我點點頭“薛。(突然間不知道要稱呼叔叔好還是伯伯好)”“是這樣的,因為機緣巧合,我穿越了時間,來到了十多年前,那時是您的兒子發現了我,您將我送往醫院的,一路上揹著我,您還記得嗎?”
薛伯伯張了張口,點點頭。
“您兒子出事那天,我知道一戶人家也在事處現場,就在您兒子出事的瞬間,誕下一子,此子出事便夭折了,您兒子剛一斷氣,他即刻便活了過來,那就是您兒子輪迴之身。那戶人家曾收養過我,您兒子此世姓趙名曦。”其實我也只是猜測,但總好過他被別人轉昏神志。說到這裡,我不覺停下,突然腦海中出現一個人的身影,陸執事尚在時救過我的少年與後來再遇時道骨仙風的他使得我的心底響起一個疑問,好似從見到薛叔叔兒子直到幼時對趙曦的記憶再到這個身影,之間所帶來的熟悉感卻是一樣的,難道說他們終究是一個人?
“那我兒現在何處?”薛伯伯急問。
我張了張口,其實也不盡是確定,但既已說到此,也只有硬著頭皮繼續“趙曦如今已是一位世外高人,一心求道。”
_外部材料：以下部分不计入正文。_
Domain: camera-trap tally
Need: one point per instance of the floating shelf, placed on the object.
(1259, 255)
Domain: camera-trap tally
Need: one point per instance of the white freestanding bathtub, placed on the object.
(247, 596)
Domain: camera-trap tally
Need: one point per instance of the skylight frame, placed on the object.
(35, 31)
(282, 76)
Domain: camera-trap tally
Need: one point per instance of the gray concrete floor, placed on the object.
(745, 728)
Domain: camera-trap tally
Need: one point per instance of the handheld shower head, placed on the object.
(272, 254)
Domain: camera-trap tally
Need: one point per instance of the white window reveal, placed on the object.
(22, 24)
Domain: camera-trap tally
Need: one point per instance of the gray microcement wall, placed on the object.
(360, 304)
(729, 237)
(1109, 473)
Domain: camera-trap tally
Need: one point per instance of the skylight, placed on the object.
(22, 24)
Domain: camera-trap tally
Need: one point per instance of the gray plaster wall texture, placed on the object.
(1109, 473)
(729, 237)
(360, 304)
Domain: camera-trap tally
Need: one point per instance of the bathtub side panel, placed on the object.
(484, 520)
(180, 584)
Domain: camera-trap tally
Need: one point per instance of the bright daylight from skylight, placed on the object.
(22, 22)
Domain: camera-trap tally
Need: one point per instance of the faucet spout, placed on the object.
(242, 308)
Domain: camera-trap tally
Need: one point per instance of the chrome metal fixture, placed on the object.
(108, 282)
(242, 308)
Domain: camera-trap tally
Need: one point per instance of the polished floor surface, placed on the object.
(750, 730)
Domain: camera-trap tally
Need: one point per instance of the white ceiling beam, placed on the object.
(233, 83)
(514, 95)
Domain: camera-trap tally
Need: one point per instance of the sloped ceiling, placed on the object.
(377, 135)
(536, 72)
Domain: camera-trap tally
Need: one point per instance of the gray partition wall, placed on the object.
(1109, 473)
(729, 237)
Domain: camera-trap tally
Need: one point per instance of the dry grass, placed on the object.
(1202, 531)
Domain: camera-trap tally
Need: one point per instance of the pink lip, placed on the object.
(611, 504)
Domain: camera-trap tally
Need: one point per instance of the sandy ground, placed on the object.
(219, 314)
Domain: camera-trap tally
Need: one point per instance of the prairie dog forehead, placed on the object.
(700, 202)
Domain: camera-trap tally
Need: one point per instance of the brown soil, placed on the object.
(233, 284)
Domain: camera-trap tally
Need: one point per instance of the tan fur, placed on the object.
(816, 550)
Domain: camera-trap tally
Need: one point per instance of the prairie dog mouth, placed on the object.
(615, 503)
那人冷笑幾聲“薛先生,剛才您可聽見她對輪迴之事是如何不相信的,此刻倒又搬出令郎輪迴之說。薛先生您可要擦亮眼睛,拋開她前後矛盾的行為不說,您當年犬子遇難之事,但凡有心之人想探聽出當時情形卻不難。只怕真鳳另有其人,她亦不會跟我們是同道。”
薛伯伯好似被鬼迷心竅了,竟然聽信那人的話,突然臉色一變,厲聲便要將我們趕出去。
“好你個妖言惑眾的人,今天我倒要看看你的原形!”我一時間火氣大甚,本想保護薛伯伯不受蠱惑,他卻三番幾次阻攔,既然薛伯伯堅信那些一般人不信的事情,那麼我也不必再佯裝什麼,頓時周身火光四起“今天就燒你個痛快!”
也就在我渾身火焰高漲時,也許殺氣太重,也可能是真的太駭人悚聞,薛伯伯竟然鼓大眼睛指著我張嘴半天發不出聲,少時兩眼一番不知死活。